On previous personal blogs, I’ve written about my love/hate relationship with amateur radio (AKA “ham” radio). I’ve had a FCC amateur radio license (KC0EZH) since the late 1990’s, and during that time I’ve done some fun things like contact the space shuttle. I used to talk to my Dad on my morning commute to downtown Denver back in those days, and that was a fun way to get comfortable with talking on the radio while keeping in touch with the folks. But now I find that I’m using ham radio less and less, and I’m not alone.

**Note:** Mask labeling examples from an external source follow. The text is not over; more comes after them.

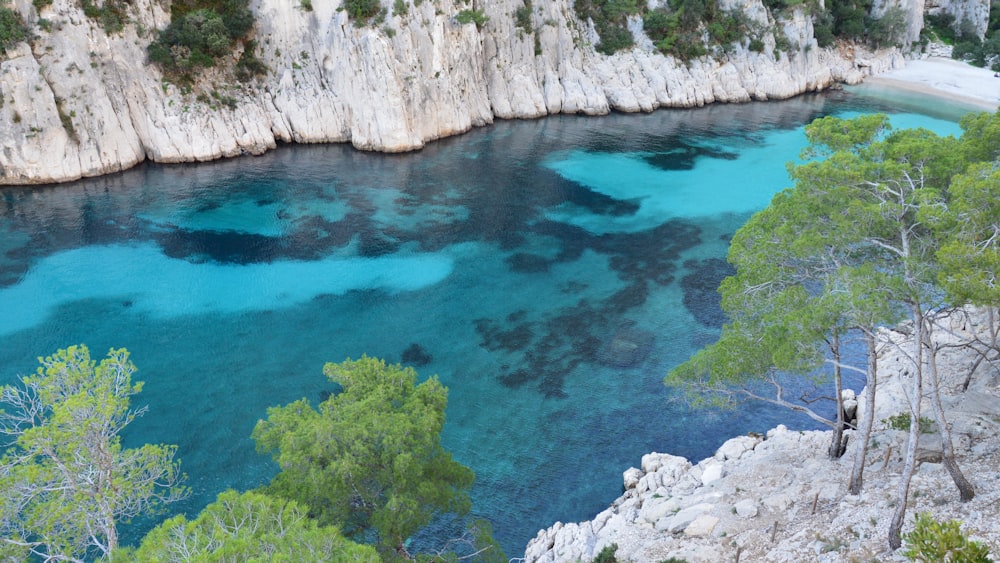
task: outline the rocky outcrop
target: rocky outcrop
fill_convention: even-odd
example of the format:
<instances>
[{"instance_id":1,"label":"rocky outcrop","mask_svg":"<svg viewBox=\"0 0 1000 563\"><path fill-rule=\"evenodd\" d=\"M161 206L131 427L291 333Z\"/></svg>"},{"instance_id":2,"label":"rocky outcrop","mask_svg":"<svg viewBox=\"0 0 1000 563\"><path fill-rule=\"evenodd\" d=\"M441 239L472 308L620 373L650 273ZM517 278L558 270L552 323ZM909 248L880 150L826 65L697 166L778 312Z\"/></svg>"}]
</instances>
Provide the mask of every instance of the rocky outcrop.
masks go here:
<instances>
[{"instance_id":1,"label":"rocky outcrop","mask_svg":"<svg viewBox=\"0 0 1000 563\"><path fill-rule=\"evenodd\" d=\"M267 76L240 85L208 72L192 90L145 62L153 30L169 21L161 0L130 2L130 23L111 35L79 0L40 12L15 0L36 36L0 62L0 184L68 181L144 159L258 154L279 142L406 151L495 118L780 99L903 64L895 51L819 49L808 16L773 21L760 0L726 4L786 35L791 52L777 52L769 34L763 52L741 46L690 64L654 52L637 18L636 48L595 53L597 37L570 0L535 2L530 31L515 25L520 0L480 6L489 16L482 29L455 20L464 4L406 3L383 26L358 28L339 2L306 10L255 0Z\"/></svg>"},{"instance_id":2,"label":"rocky outcrop","mask_svg":"<svg viewBox=\"0 0 1000 563\"><path fill-rule=\"evenodd\" d=\"M983 334L982 315L952 317L957 342ZM907 335L885 331L885 343ZM717 561L869 561L888 554L886 542L906 447L905 432L888 418L908 412L906 393L912 370L905 351L882 347L875 404L876 430L860 495L847 494L857 437L849 433L846 455L825 455L826 431L794 431L778 426L766 436L749 435L725 442L715 455L692 464L669 454L642 457L639 468L623 474L625 493L592 520L542 530L528 544L525 561L591 561L604 547L617 544L619 561L655 563L670 557L691 563ZM977 496L959 501L941 465L940 437L922 437L919 470L911 486L907 523L912 515L931 512L938 519L958 519L963 531L1000 554L1000 371L963 348L940 352L943 402L959 464ZM968 378L969 387L963 391ZM863 394L860 394L863 398ZM861 400L857 408L867 406ZM929 411L928 411L929 412ZM909 526L904 528L904 532Z\"/></svg>"}]
</instances>

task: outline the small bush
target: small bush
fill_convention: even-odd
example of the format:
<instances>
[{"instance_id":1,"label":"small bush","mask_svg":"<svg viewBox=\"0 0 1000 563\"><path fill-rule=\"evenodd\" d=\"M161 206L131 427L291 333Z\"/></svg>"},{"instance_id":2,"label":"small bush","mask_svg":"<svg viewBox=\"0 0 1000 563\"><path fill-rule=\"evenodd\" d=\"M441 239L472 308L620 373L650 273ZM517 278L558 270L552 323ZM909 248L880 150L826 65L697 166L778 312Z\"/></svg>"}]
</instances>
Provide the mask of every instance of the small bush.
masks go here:
<instances>
[{"instance_id":1,"label":"small bush","mask_svg":"<svg viewBox=\"0 0 1000 563\"><path fill-rule=\"evenodd\" d=\"M124 0L104 0L98 6L91 0L83 0L83 14L97 22L107 33L121 33L128 23L128 4Z\"/></svg>"},{"instance_id":2,"label":"small bush","mask_svg":"<svg viewBox=\"0 0 1000 563\"><path fill-rule=\"evenodd\" d=\"M524 0L524 5L514 10L514 25L531 33L531 0Z\"/></svg>"},{"instance_id":3,"label":"small bush","mask_svg":"<svg viewBox=\"0 0 1000 563\"><path fill-rule=\"evenodd\" d=\"M345 0L344 9L356 27L378 25L385 19L386 11L378 0Z\"/></svg>"},{"instance_id":4,"label":"small bush","mask_svg":"<svg viewBox=\"0 0 1000 563\"><path fill-rule=\"evenodd\" d=\"M889 428L892 428L893 430L906 431L910 429L910 420L912 420L910 413L901 412L897 415L893 415L887 419L884 419L882 422L885 423L885 425L888 426ZM929 418L925 418L923 416L920 417L920 433L930 434L933 430L934 430L934 421Z\"/></svg>"},{"instance_id":5,"label":"small bush","mask_svg":"<svg viewBox=\"0 0 1000 563\"><path fill-rule=\"evenodd\" d=\"M253 13L247 4L248 0L175 3L170 25L149 44L149 60L161 65L173 79L190 81L199 69L215 66L219 58L231 54L236 49L236 42L253 28ZM263 65L254 51L255 45L248 41L237 63L237 74L262 74ZM242 69L239 68L241 63Z\"/></svg>"},{"instance_id":6,"label":"small bush","mask_svg":"<svg viewBox=\"0 0 1000 563\"><path fill-rule=\"evenodd\" d=\"M27 39L28 28L21 21L21 14L0 6L0 53L6 53L7 49Z\"/></svg>"},{"instance_id":7,"label":"small bush","mask_svg":"<svg viewBox=\"0 0 1000 563\"><path fill-rule=\"evenodd\" d=\"M594 563L618 563L618 558L615 557L617 551L618 544L616 543L604 546L604 549L594 557Z\"/></svg>"},{"instance_id":8,"label":"small bush","mask_svg":"<svg viewBox=\"0 0 1000 563\"><path fill-rule=\"evenodd\" d=\"M904 534L906 550L903 555L910 561L937 563L989 563L989 549L962 534L958 520L938 522L927 512L917 514L913 531Z\"/></svg>"},{"instance_id":9,"label":"small bush","mask_svg":"<svg viewBox=\"0 0 1000 563\"><path fill-rule=\"evenodd\" d=\"M594 46L597 52L611 55L635 44L626 24L641 11L636 0L576 0L573 8L581 20L594 22L601 38Z\"/></svg>"},{"instance_id":10,"label":"small bush","mask_svg":"<svg viewBox=\"0 0 1000 563\"><path fill-rule=\"evenodd\" d=\"M474 23L476 24L477 29L482 29L489 19L490 17L483 13L482 10L462 10L457 16L455 16L455 20L458 21L458 23L462 25Z\"/></svg>"}]
</instances>

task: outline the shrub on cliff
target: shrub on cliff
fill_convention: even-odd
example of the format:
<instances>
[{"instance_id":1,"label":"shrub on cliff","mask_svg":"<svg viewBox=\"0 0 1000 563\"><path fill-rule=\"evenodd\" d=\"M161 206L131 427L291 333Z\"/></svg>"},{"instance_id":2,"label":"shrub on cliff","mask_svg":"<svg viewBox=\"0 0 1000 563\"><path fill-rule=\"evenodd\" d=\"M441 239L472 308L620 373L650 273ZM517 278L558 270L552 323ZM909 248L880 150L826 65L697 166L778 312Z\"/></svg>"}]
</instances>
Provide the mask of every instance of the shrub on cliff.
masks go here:
<instances>
[{"instance_id":1,"label":"shrub on cliff","mask_svg":"<svg viewBox=\"0 0 1000 563\"><path fill-rule=\"evenodd\" d=\"M577 0L573 3L577 17L594 22L594 29L601 40L594 49L605 55L628 49L635 44L626 24L628 17L638 14L636 0Z\"/></svg>"},{"instance_id":2,"label":"shrub on cliff","mask_svg":"<svg viewBox=\"0 0 1000 563\"><path fill-rule=\"evenodd\" d=\"M21 14L0 6L0 53L6 53L15 44L28 39L28 29L21 21Z\"/></svg>"},{"instance_id":3,"label":"shrub on cliff","mask_svg":"<svg viewBox=\"0 0 1000 563\"><path fill-rule=\"evenodd\" d=\"M198 69L215 66L235 51L237 42L245 40L253 28L253 13L247 4L247 0L174 4L170 25L149 45L149 60L175 79L190 80ZM245 42L244 56L252 50L253 43Z\"/></svg>"},{"instance_id":4,"label":"shrub on cliff","mask_svg":"<svg viewBox=\"0 0 1000 563\"><path fill-rule=\"evenodd\" d=\"M379 0L344 0L344 10L355 27L378 25L385 20L386 10Z\"/></svg>"},{"instance_id":5,"label":"shrub on cliff","mask_svg":"<svg viewBox=\"0 0 1000 563\"><path fill-rule=\"evenodd\" d=\"M910 561L989 563L990 550L962 534L961 522L938 522L926 512L917 514L913 531L906 534L904 555Z\"/></svg>"}]
</instances>

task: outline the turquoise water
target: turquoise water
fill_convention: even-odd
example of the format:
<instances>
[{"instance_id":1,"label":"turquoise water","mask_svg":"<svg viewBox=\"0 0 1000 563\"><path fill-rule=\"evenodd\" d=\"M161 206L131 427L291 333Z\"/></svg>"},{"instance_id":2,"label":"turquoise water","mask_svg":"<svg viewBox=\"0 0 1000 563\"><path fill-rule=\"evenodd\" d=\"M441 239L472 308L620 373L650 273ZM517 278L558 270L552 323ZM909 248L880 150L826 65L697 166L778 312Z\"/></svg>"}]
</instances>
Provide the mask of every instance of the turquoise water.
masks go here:
<instances>
[{"instance_id":1,"label":"turquoise water","mask_svg":"<svg viewBox=\"0 0 1000 563\"><path fill-rule=\"evenodd\" d=\"M405 361L450 388L445 445L516 556L605 508L646 452L812 426L692 411L662 378L715 338L727 241L787 187L802 126L873 109L831 94L557 116L406 155L283 147L3 189L0 382L72 343L127 347L150 411L126 441L179 446L193 494L175 508L194 513L270 479L250 431L268 406L319 401L324 362Z\"/></svg>"}]
</instances>

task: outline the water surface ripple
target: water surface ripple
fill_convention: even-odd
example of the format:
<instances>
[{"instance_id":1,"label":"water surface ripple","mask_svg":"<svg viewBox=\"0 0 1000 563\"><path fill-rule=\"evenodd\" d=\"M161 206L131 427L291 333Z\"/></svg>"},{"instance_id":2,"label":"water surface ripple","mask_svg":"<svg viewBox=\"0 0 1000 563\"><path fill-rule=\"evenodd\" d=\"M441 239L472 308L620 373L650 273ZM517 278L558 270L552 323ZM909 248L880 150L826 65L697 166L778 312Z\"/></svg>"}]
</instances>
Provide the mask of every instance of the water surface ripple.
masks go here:
<instances>
[{"instance_id":1,"label":"water surface ripple","mask_svg":"<svg viewBox=\"0 0 1000 563\"><path fill-rule=\"evenodd\" d=\"M127 347L150 412L125 439L179 446L194 494L177 509L195 513L270 479L250 431L329 392L324 362L404 361L450 388L445 445L516 556L603 509L645 452L809 426L694 412L661 379L716 337L727 242L787 187L803 124L871 109L840 94L556 116L406 155L294 146L5 188L0 382L72 343Z\"/></svg>"}]
</instances>

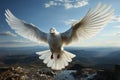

This morning I turned on my little handheld transceiver (a Yaesu VX-8DR) and guess what I heard? Absolutely nothing, except the required automated messages from the repeater every ten minutes or so. No conversations, nobody asking about traffic conditions, not even the local pundits talking politics.
Why do I bring this up? Back at the end of the 20th Century, I could turn on a ham radio on the 2m or 70cm bands and here chatter all day long. Most of it wasn’t worth listening to, but at least people were using their radios.
What’s killed the VHF/UHF radio bands? It’s easy — when you can buy an iPhone 5s for $199 that is basically a friggin’ supercomputer in your palm, with a user interface that’s simple to understand, a wealth of available apps, and the capability to do much more than a much more expensive VHF/UHF radio can do, why the hell does someone what to buy the more expensive, less capable device?
For example, back in the early 2000s I used a handheld transceiver and a GPS unit to enable APRS (Automatic Position Reporting System) and let my wife track my position on a computer while I was bike riding. Now? I do the same thing with Glympse on my iPhone, and it doesn’t take a computer for Barb to see where I am.
The user interfaces on most modern ham radios are awful. With the exception of some software-defined radios that unfortunately usually require running Windows, what you can expect is to push a bunch of tiny buttons and roll little scroll wheels to go through a list of almost indecipherable menu choices. And that’s usually on a tiny monochrome LCD display, at least for the handheld devices.
I have to admit that I haven’t gotten into the really cool part of ham radio — using the longer wavelength bands to communicate over long distances. There’s a very good reason for that: my neighborhood has restrictive covenants that prohibit large antenna arrays on houses. I suppose I could be stealthy about it — there are a number of websites that have specific articles about how to hide long and big antennas from sight — but I’ve just never had the desire to do that.
If I want to talk to someone overseas, I can use my Mac, iPad or iPhone, pull up Skype, and make a free video call. I don’t have to use Morse Code (yes, a lot of hams still love this low-power way of communicating), nor do I have to put a big freakin’ antenna outside my house. I’ve made a number of friends overseas through the wonders of Skype and other free audio and video streaming systems.
By this point you’re probably wondering why anyone would even participate in the amateur radio hobby. There are people who love doing low-power distance work (called QRP) to see how far they can communicate with as little power as possible. There are others who find that they like to help out emergency services and weather spotters through ARES (the Amateur Radio Emergency Service), and still more hams who like to contact people through amateur satellite communications. For me, though, it’s a lack of time that keeps me from trying things like these — and that’s why the hobby seems to be so skewed towards retired people…
There is one little thing I’d like to try, though. It requires a ham license and a Raspberry Pi single-board computer, and consists of setting up a beacon that can be used by other hams to determine listening conditions on various bands. Called WSPR, this could be a fun way to use my Raspberry Pi and hopefully do some long-distance ham radio without having to actually go through a lot of work.